Ist eine Frechheit, dass hier ebay versucht unschuldige User in die Hände von M$ zutreiben.

Hast du die von Ebay propagierte Firefox Ebay Edition probiert? Bringt die Abhilfe für dein Anliegen?

----------

## blice

Wenn Ich gebrandete Software nutzen wollte, würde ich windows mit Google-Toolbar, Yahoo-Clever, Icq+Xtraz, und die Ebay-Toolbar nutzen.

Ich will mir nicht vorschreiben lassen, WAS ich zu installieren oder zu tun habe, nebenbei geht es niemanden was an, was ich in meinen Briefen oder Kalkulationen stehen habe ...

----------

## _eckobar_

 *blice wrote:*   

> Wenn Ich gebrandete Software nutzen wollte, würde ich windows mit Google-Toolbar, Yahoo-Clever, Icq+Xtraz, und die Ebay-Toolbar nutzen.
> 
> Ich will mir nicht vorschreiben lassen, WAS ich zu installieren oder zu tun habe, nebenbei geht es niemanden was an, was ich in meinen Briefen oder Kalkulationen stehen habe ...

 

Stimme ich Dir 100% zu.
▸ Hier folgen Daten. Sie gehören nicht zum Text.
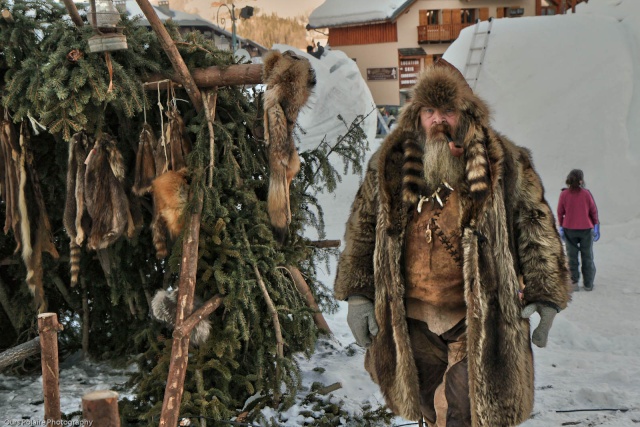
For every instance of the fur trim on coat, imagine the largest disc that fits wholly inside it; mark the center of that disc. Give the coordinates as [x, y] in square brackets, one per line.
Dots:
[508, 232]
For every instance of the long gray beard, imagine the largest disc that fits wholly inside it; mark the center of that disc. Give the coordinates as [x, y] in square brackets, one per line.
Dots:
[439, 165]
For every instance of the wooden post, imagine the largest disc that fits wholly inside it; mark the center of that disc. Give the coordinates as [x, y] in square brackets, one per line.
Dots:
[186, 288]
[304, 289]
[100, 408]
[19, 352]
[172, 52]
[48, 328]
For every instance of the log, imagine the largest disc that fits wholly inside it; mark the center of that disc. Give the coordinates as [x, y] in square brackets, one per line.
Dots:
[207, 308]
[186, 288]
[73, 13]
[323, 244]
[19, 352]
[210, 77]
[171, 50]
[304, 289]
[100, 408]
[48, 328]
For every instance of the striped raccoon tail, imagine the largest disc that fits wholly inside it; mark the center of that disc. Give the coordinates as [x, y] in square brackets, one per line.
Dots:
[74, 261]
[163, 308]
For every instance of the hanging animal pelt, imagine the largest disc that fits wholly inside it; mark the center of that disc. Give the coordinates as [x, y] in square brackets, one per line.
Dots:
[76, 220]
[289, 79]
[170, 191]
[177, 139]
[25, 208]
[9, 184]
[145, 170]
[105, 197]
[164, 306]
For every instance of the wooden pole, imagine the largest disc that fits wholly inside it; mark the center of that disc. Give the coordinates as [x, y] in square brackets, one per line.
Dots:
[48, 327]
[304, 289]
[100, 408]
[172, 52]
[210, 77]
[186, 288]
[19, 352]
[73, 13]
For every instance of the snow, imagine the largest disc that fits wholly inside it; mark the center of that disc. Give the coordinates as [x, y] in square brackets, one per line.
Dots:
[338, 12]
[565, 87]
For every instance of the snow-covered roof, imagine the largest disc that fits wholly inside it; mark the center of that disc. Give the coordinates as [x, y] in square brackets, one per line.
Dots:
[335, 13]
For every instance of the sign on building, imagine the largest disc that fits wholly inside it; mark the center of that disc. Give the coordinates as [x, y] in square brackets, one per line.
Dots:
[389, 73]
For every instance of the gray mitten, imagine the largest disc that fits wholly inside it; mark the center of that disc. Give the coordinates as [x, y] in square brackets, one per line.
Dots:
[362, 320]
[547, 314]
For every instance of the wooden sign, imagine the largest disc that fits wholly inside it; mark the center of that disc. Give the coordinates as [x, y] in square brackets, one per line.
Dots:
[390, 73]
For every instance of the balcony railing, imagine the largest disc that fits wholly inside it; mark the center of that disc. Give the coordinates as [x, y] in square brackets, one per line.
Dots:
[443, 33]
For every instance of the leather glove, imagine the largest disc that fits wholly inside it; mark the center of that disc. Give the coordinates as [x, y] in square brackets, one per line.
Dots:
[362, 320]
[547, 314]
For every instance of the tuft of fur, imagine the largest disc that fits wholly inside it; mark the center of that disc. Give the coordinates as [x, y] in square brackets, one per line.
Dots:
[290, 80]
[164, 306]
[170, 191]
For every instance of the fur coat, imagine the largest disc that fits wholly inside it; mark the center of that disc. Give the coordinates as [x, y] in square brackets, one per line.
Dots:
[508, 236]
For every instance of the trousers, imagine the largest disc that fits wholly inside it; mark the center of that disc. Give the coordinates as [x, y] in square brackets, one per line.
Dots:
[443, 375]
[580, 243]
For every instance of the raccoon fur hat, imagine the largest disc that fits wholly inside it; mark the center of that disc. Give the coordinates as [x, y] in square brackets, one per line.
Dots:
[443, 86]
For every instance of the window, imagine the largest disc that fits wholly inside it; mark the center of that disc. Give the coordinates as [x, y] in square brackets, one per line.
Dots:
[432, 17]
[468, 16]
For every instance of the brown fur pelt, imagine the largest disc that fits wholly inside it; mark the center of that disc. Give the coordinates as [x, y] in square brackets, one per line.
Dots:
[76, 220]
[105, 197]
[289, 79]
[170, 192]
[145, 170]
[177, 138]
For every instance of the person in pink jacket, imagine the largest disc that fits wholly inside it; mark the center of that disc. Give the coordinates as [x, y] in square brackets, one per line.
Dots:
[579, 227]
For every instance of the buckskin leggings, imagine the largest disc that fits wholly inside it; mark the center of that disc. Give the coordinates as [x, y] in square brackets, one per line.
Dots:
[443, 376]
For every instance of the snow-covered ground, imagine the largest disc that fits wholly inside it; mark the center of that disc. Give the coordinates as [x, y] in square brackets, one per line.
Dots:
[567, 88]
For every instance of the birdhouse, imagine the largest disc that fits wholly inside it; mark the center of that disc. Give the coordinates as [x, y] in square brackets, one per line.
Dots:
[104, 19]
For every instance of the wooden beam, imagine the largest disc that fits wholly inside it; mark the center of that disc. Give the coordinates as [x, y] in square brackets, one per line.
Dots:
[239, 74]
[73, 13]
[170, 48]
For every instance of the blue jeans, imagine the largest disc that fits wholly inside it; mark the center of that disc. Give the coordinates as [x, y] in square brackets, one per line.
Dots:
[580, 242]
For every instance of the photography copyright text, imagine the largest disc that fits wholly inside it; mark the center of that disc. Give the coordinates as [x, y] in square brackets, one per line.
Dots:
[47, 423]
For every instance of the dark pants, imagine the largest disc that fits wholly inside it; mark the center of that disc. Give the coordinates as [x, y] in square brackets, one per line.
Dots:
[580, 242]
[442, 372]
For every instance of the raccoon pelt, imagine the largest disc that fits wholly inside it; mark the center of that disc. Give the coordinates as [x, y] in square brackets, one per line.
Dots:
[289, 79]
[145, 170]
[105, 197]
[170, 191]
[163, 308]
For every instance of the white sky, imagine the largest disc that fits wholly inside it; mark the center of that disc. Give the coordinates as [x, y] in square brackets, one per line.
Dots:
[565, 87]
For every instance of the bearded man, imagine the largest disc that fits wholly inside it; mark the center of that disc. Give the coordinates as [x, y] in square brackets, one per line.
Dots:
[450, 247]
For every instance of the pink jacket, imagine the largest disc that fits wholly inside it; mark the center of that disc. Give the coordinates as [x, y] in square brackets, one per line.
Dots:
[577, 210]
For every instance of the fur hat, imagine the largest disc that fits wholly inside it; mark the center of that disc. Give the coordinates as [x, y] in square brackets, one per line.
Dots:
[443, 86]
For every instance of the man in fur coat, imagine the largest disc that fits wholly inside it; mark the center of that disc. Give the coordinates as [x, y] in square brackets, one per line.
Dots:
[450, 247]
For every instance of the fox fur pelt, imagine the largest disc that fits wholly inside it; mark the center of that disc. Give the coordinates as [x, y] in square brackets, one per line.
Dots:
[289, 79]
[170, 192]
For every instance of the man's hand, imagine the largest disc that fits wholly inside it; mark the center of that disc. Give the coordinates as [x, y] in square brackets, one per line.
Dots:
[547, 314]
[362, 320]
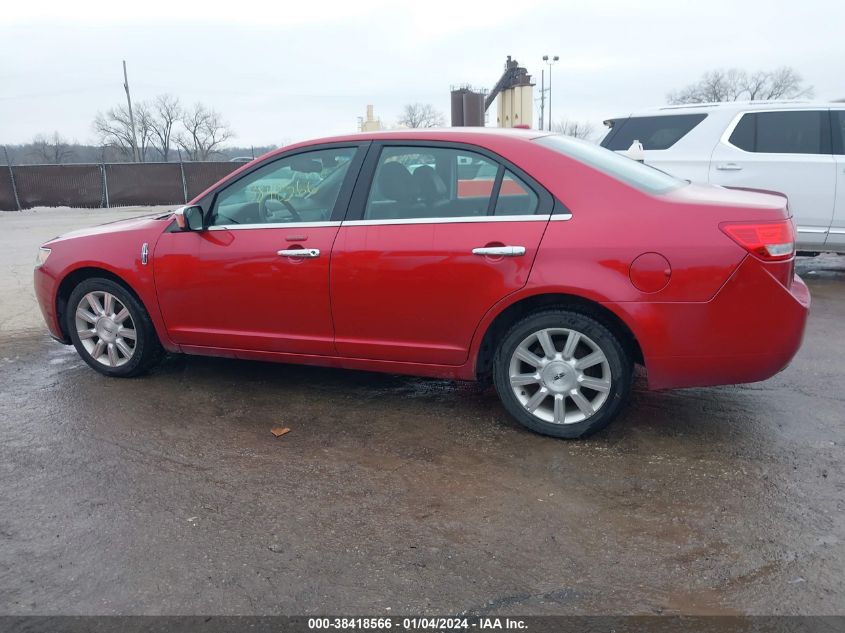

Hätte mich auch nur interessiert, weil dies laut Ebay "der empfohlene Browser" für Linux-User ist.

----------

## Josef.95

Hallo blice

Ich kann dein Problem nicht ganz nachvollziehen?

Ich habe vor ca. sechs Tagen noch drei Artikel eingestellt, mit einem ganz normalen ungebrandeten Firefox.

eBay-Artikel=http://cgi.ebay.de/ws/eBayISAPI.dll?ViewItem&rd=1&item=260160337945&ssPageName=STRK:MESE:IT&ih=016

firefox=

 *Quote:*   

> josef # emerge -s firefox
> 
> Searching...
> 
> [ Results for search key : firefox ]
> ...

 

System=gentoo

 *Quote:*   

> # emerge --info
> 
> Portage 2.1.3.9 (default-linux/x86/2007.0/desktop, gcc-4.1.2, glibc-2.6.1-r0, 2.6.22-gentoo-r5 i686)
> 
> =================================================================

 (gekürzt) 

Lediglich java-skript und flash ist aktiviert.

Ich konnte auch problemlos meine Bilder Hochladen.

Nicht das ich ein ebay Fan bin, ganz bestimmt nicht,  aber mt einem normalen firefox funktioniert es.

Oder habe ich hier etwas mißverstanden?

MfG   Josef.95

----------

## blice

Ich habe einen normalen ungebrandeten Seamonkey. 

Hast Du eventuell das reguläre Verkaufsformular genutzt ? 

Ich habe im Eröffner vergessen zu sagen,daß ich mit dem "neuen" ebay  dieses "3 Minuten Formular" meinte, mein Fehler.

----------

## sirro

Wie neu ist das "neue" Formular? For 2 Wochen habe ich noch problemlos mit dem Firefox ein Bild hochbekommen. (Beim Konqueror hat die ebay-Seite aber deutlich mehr gezickt.)

----------

## schachti

Falls eBay wirklich Linux boykottiert, gibt's nur eine Antwort: eBay boykottieren. Wo immer möglich sollte man auf Geschäftsbeziehungen zu Firmen, die eine Linuxunterstützung ablehnen, verzichten - Umsatzeinbußen sind die einzige Sprache, die sie verstehen.

----------

## sprittwicht

Versteh ich nicht.

> Leider muessen wir Ihnen mitteilen, dass Linux unseren Bilderservice 

> nicht unterstuetzt.

Das kann doch nur wieder irgendein ActiveX-Schmonz sein, oder was hat das Betriebssystem (!) mit dem Browser zu tun?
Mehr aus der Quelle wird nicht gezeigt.